This is the moment that I close this door. I tell a lie. My girlfriend died—the Burka-wearing one. Now is the wrong time. I’m a mess. Not well enough to get entangled. Anything.
Words are clogging in my throat; the wrong words. I swallow them back. I nod, hoping my eyes don’t scream too loudly.
“Always.”
FOUR
Barrett
September 20, 2011
Dove is at the highest point in our overwatch formation, on an outcropping above my head, when the call comes through the Porta Phone.

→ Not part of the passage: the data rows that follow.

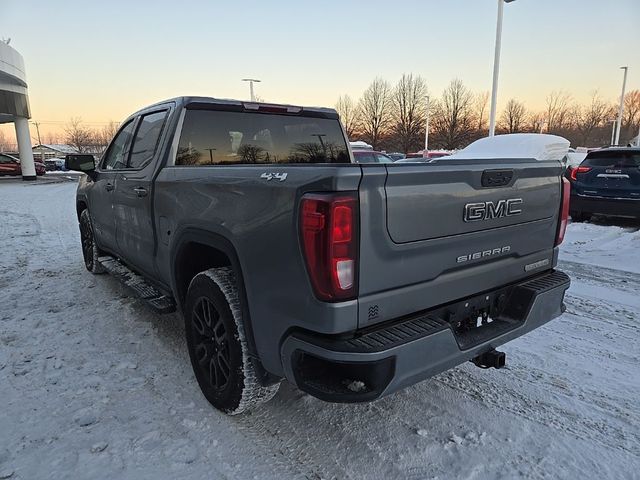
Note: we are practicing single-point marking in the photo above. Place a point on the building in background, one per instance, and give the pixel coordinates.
(14, 104)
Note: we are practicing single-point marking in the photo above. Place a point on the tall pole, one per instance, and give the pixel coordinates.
(620, 110)
(39, 141)
(251, 82)
(496, 69)
(613, 130)
(426, 130)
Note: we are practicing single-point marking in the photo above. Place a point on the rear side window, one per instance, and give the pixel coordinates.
(146, 139)
(230, 138)
(383, 158)
(612, 159)
(115, 157)
(364, 157)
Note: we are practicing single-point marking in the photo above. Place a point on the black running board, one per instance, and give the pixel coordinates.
(155, 299)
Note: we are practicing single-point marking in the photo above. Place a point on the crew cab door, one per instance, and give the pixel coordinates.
(133, 209)
(103, 193)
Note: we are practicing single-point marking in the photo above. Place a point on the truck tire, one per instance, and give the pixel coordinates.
(90, 250)
(580, 217)
(217, 344)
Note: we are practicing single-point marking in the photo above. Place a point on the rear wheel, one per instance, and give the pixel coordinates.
(217, 344)
(90, 250)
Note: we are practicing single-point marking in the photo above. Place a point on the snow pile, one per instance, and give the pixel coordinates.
(606, 244)
(516, 145)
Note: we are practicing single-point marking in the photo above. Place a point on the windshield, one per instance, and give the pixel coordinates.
(212, 137)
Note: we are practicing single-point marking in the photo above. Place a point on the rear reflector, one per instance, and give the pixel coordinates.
(328, 234)
(564, 210)
(576, 170)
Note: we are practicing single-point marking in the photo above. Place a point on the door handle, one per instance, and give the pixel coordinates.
(141, 192)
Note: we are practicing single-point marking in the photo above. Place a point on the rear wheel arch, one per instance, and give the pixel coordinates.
(198, 250)
(80, 206)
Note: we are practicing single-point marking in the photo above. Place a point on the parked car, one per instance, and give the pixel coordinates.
(55, 164)
(289, 260)
(10, 165)
(607, 182)
(371, 156)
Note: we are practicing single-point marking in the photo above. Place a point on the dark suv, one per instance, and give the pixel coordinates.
(607, 182)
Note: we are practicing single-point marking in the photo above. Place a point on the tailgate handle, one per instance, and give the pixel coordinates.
(496, 178)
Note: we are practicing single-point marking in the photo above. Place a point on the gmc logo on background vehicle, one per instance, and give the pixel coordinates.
(474, 212)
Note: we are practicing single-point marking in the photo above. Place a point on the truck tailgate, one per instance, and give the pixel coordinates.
(434, 233)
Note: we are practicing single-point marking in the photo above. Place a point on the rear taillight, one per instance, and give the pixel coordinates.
(564, 210)
(575, 171)
(329, 237)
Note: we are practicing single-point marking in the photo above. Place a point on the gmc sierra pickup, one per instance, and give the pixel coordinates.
(287, 259)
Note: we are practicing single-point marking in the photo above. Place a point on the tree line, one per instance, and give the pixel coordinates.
(393, 117)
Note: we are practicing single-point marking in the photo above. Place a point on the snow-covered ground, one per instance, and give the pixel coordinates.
(94, 385)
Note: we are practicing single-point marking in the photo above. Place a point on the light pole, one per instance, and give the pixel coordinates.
(613, 123)
(426, 132)
(624, 85)
(496, 69)
(251, 82)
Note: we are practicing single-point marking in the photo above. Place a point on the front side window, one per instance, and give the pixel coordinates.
(212, 137)
(146, 140)
(115, 157)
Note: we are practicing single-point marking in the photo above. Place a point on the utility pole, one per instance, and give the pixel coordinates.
(37, 124)
(426, 131)
(251, 82)
(613, 130)
(496, 69)
(620, 110)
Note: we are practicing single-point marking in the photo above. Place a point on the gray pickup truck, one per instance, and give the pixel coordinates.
(289, 260)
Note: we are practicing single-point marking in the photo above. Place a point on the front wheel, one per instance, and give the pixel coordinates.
(217, 344)
(90, 250)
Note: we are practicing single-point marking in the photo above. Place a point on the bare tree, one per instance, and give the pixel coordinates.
(537, 122)
(452, 118)
(77, 135)
(409, 112)
(348, 112)
(375, 111)
(592, 116)
(481, 101)
(558, 110)
(52, 138)
(513, 117)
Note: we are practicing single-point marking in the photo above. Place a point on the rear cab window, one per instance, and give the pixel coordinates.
(218, 137)
(612, 159)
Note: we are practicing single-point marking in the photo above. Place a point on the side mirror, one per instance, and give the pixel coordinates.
(80, 162)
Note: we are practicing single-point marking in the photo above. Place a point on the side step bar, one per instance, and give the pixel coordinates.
(155, 299)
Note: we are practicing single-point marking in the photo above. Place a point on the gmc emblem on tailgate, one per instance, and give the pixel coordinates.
(474, 212)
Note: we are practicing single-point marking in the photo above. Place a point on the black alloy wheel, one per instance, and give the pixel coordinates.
(211, 344)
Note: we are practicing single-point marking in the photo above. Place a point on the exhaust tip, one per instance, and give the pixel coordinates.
(490, 359)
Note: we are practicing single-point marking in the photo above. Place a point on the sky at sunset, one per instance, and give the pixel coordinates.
(102, 60)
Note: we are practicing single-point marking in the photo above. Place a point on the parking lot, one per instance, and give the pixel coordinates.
(95, 385)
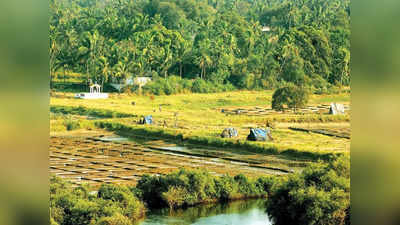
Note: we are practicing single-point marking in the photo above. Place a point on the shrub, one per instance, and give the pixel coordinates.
(292, 96)
(175, 196)
(75, 205)
(319, 195)
(190, 187)
(116, 219)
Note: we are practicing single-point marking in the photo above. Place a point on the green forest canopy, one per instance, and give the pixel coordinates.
(245, 43)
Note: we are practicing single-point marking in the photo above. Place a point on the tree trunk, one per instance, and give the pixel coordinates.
(180, 70)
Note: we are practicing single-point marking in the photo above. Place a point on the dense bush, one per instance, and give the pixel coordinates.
(176, 85)
(81, 110)
(290, 96)
(319, 195)
(185, 188)
(115, 205)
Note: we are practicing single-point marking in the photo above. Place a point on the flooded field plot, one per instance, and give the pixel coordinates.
(261, 111)
(97, 160)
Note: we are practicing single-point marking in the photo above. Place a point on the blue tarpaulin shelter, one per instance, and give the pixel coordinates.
(229, 133)
(257, 134)
(147, 120)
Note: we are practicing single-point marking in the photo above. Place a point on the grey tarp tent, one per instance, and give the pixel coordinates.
(229, 133)
(257, 134)
(336, 109)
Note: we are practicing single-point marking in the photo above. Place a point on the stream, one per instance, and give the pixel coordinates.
(243, 212)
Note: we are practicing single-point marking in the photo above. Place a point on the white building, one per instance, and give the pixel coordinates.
(95, 93)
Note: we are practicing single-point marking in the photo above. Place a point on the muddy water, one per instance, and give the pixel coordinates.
(249, 212)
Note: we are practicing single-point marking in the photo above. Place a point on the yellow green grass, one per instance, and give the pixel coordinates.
(200, 119)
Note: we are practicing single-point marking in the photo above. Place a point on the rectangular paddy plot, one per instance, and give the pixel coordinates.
(95, 161)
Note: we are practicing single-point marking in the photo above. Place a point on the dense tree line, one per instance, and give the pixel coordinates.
(246, 44)
(320, 194)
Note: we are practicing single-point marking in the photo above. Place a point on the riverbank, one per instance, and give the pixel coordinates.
(325, 186)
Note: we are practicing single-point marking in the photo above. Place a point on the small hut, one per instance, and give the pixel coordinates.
(336, 109)
(94, 93)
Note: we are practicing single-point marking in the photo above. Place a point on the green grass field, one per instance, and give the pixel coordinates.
(200, 119)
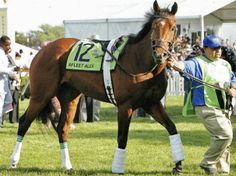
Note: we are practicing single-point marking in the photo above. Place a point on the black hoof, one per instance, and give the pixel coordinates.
(70, 171)
(176, 170)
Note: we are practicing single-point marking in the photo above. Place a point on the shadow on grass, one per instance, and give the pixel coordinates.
(81, 172)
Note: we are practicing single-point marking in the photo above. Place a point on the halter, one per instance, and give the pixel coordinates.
(160, 43)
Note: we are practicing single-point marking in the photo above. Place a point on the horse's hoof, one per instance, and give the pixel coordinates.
(70, 171)
(176, 170)
(12, 166)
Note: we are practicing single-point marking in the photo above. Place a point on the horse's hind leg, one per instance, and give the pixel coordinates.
(158, 113)
(24, 123)
(69, 100)
(124, 118)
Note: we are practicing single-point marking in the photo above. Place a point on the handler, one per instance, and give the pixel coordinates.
(211, 104)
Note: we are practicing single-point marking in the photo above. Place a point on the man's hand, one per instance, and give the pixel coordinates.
(17, 69)
(231, 92)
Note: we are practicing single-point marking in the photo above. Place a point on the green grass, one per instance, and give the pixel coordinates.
(92, 146)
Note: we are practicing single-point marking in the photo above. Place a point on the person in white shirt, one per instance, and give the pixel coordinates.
(5, 73)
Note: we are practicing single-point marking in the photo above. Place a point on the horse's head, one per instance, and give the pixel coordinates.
(163, 32)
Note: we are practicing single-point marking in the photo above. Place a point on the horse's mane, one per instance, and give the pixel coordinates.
(150, 16)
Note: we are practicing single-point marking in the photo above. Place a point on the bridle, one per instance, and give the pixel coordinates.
(160, 43)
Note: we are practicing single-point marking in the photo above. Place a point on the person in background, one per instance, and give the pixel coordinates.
(210, 104)
(15, 88)
(5, 73)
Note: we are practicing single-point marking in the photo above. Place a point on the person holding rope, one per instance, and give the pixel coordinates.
(6, 73)
(213, 83)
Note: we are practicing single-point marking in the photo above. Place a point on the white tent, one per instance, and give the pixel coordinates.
(128, 17)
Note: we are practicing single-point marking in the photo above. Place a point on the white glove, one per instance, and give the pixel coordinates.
(13, 75)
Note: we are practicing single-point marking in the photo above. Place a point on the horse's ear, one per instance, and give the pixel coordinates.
(156, 7)
(174, 9)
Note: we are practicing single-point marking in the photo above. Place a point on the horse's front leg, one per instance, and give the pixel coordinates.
(124, 118)
(24, 123)
(159, 114)
(68, 109)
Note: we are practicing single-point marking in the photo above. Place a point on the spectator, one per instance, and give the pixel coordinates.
(15, 88)
(5, 73)
(210, 104)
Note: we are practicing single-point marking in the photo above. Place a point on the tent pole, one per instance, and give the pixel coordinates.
(202, 29)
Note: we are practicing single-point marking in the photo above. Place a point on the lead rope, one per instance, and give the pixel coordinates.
(193, 77)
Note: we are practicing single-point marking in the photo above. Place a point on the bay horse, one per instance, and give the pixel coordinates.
(139, 81)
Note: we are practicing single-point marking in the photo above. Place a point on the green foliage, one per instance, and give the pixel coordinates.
(92, 146)
(45, 33)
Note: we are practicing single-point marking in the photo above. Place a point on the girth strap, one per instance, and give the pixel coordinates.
(107, 74)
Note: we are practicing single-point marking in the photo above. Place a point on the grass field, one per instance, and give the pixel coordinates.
(92, 146)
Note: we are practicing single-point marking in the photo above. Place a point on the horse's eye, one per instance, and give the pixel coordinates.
(173, 29)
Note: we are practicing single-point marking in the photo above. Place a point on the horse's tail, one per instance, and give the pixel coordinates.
(47, 115)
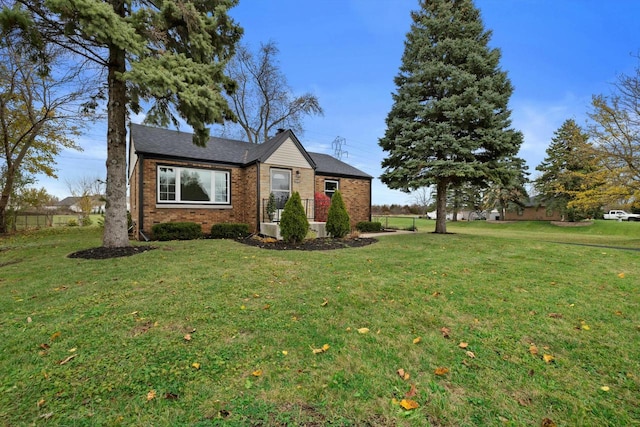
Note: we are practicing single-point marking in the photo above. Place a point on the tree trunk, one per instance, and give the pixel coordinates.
(4, 198)
(441, 206)
(115, 220)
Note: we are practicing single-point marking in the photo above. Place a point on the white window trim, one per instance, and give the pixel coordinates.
(334, 181)
(192, 203)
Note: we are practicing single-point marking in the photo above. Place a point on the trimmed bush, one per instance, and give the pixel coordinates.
(293, 223)
(229, 230)
(369, 226)
(338, 224)
(322, 203)
(176, 231)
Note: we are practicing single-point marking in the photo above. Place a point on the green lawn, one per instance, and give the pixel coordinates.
(218, 333)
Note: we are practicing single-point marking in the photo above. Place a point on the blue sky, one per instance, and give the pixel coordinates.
(557, 53)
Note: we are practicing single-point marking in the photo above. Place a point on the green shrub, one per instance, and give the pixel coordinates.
(369, 226)
(293, 223)
(338, 224)
(229, 230)
(176, 231)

“Pack up shop and go back to the insert point,” McVay tells him.
“Uhh…what?”
“You heard me.” McVay is an asshole. “Get moving.”
Over the mountain peak. Back to the field we ID’d back at base as our entry and exit point.
Dove doesn’t tell McVay that the highest of all our high-value targets— a top-ranking al-Qaeda officer we’ve code named Ugly Fuck—has just shown up in the village down below us. Dove himself has not yet noticed this.
We’ve been waiting on Ugly Fuck for weeks up here in the barren Hindu Kush, a stark, 25,000-foot-elevation mountain range between central Afghanistan and northern Pakistan. Two of our team’s best assaulters have been on the ground for the last four days, but we got no warning about Ugly Fuck’s appearance, so they clearly didn’t have the intel for it.
Ugly Fuck is on a tall camel, fifth in a long caravan of rocket mortar and AK-bearing beasts that’s trickling into one of the most Taliban-friendly Pashtun villages.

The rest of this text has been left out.